Data Import Handler – How to import data from SQL databases (part 2)

In the first part we were able to index the information contained in the database. In the second part we will try to extend the functionality by adding incremental imports.

There was a little over 1 million documents, and the import took less than half an hour. In principle, there could we end the issue of data import, but imagine that we would like this data to be indexed on an ongoing basis, as far as they change in the source. I won’t be, of course, true RTS (real time search) – there will be interval between the change in the data and time they will be indexed in the search system, but let’s assume that update every hour is sufficient. The first thing we must do in order to implement incremental indexing the database preparation.

Database preparation

Incremental indexing needs to obtain information from the database – what documents have changed since the last indexation. If we are lucky, such data is available – if you are unlucky, you must modify the existing database structure. Depending on the database structure we have several options. In our practice we used most often:

adding an additional column with the exact date of last modification, which were automatically updated (eg trigger or default/update it in mysql), or (worse solution) manually (by application)
create a queue of orders – to write (eg with a trigger) revised identifiers of the documents in a separate table

In both solutions we need to pay attention to the changes of all entities that are included in the document.

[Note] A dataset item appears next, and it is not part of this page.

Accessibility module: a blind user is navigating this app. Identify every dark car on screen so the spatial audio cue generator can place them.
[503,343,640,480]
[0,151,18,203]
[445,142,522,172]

Returning to our example from the first part of the article (Polish wikipedia, imported into a PostgreSQL database, the mediawiki application tables), our structure looks like this:

Table “page“:

Column	Type	Modifiers
page_id	integer	not null default nextval(‘page_page_id_seq’::regclass)
page_title	text	not null
page_restrictions	text
page_counter	bigint	not null default 0
page_is_redirect	smallint	not null default 0
page_is_new	smallint	not null default 0
page_random	numeric(15,14)	not null default random()
page_touched	timestamp with time zone
page_latest	integer	not null
page_len	integer	not null
titlevector	tsvector

Table: “revision“:

Column	Type	Modifiers
rev_id	integer	not null default nextval('revision_rev_id_seq'::regclass)
rev_page	integer
red_text_id	integer
rev_comment	text
rev_user	integer	not null
rev_user_text	text	not null
rev_timestamp	timestamp with time zone	not null
rev_minor_edit	smallint	not null default 0
rev_deleted	smallint	not null default 0
rev_len	integer
rev_parent_id	integer

Table: “pagecontent“:

Column	Type	Modifiers
old_id	integer	not null default nextval('text_old_id_seq'::regclass)
old_text	text
old_flags	text
textvector	tsvector

The first table contains a column “page_touched” Second: “rev_timestamp” what appears to be exactly what we need: the date of modification. The third table does not have such a field, but contains the texts for a specific version of the page – these texts do not change over time – when a user modifies a page, there is only the new version.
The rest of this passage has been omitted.